Repenser les stratégies d’évacuation et la communication de crise

Les chercheur·ses ont observé une répartition égale entre les victimes de sexe masculin et féminin, une nette surreprésentation des personnes âgées de plus de 65 ans, que les femmes âgées sont majoritairement décédées à l’intérieur d’un bâtiment tandis que les victimes décédées à l’extérieur sont plutôt des hommes jeunes.  L’étude met également en évidence le fait qu’une majorité des accidents dont la localisation est connue ont eu lieu en zone inondable et que presque tous les accidents fatals ont eu lieu dans un quartier défavorisé.

Ces différents constats amènent plusieurs questions, concernant notamment les stratégies d’évacuation mises en place et la communication de crise durant ce type d’évènement. Les chercheurs pointent également l’adéquation des modélisations des zones à risque d’inondation, qui doivent servir de base à la création d’un outil intégré d’évaluation et de communication du risque. Enfin, les autorités devraient porter une attention plus particulière à l’accompagnement des victimes et de leurs proches.

Le rapport sera présenté à l’occasion d’une conférence qui aura lieu ce 13 juillet de 14h à 16h au Palais Provincal de Liège (Salle des Gardes). La présentation du rapport sera suivie d’une discussion avec un panel de citoyens impliqués dans les inondations de 2021 et des experts en la matière.

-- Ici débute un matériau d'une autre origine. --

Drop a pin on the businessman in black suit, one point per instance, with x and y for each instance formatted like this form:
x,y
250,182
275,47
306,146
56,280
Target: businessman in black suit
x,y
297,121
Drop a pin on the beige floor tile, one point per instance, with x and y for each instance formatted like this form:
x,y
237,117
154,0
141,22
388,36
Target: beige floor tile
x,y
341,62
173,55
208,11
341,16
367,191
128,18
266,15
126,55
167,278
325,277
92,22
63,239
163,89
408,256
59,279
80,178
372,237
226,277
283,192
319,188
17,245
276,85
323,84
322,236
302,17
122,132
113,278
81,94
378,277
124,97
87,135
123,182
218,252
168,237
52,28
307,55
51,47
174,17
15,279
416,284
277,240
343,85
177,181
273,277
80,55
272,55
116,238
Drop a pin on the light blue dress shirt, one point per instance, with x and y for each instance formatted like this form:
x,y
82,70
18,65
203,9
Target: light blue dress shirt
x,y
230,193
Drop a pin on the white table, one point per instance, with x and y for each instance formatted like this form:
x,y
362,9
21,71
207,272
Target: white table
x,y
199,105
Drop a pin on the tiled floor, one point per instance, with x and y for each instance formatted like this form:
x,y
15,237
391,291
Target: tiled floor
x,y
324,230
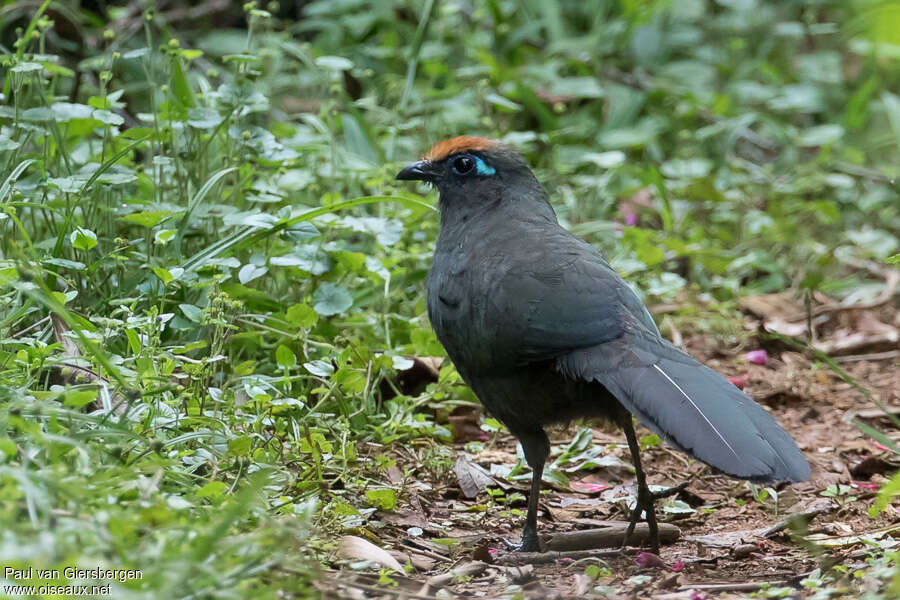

Une équipe interuniversitaire de recherche

L’étude a été réalisée pour le compte de l’Association pour l’Etude Epidémiologique des Désastres avec le soutien de la Fondation Roi Baudouin et de la Loterie Nationale.

Debarati Guha-Sapir est professeure émérite à l’UCLouvain et directrice du Centre de Recherche sur l’Epidémiologie des Désastres. Elle a récemment reçu le prestigieux prix Blue Planet décerné par la Fondation Asahi Glass pour son travail de recensement des catastrophes naturelles.

Edouard Hosten est médecin urgentiste au CHU de Charleroi et chercheur KU Leuven auprès du laboratoire de microbiologie clinique du Pr Emmanuel André.

Hervé Houon est médecin assistant candidat spécialiste en médecine d’urgence au sein de l’ULiège.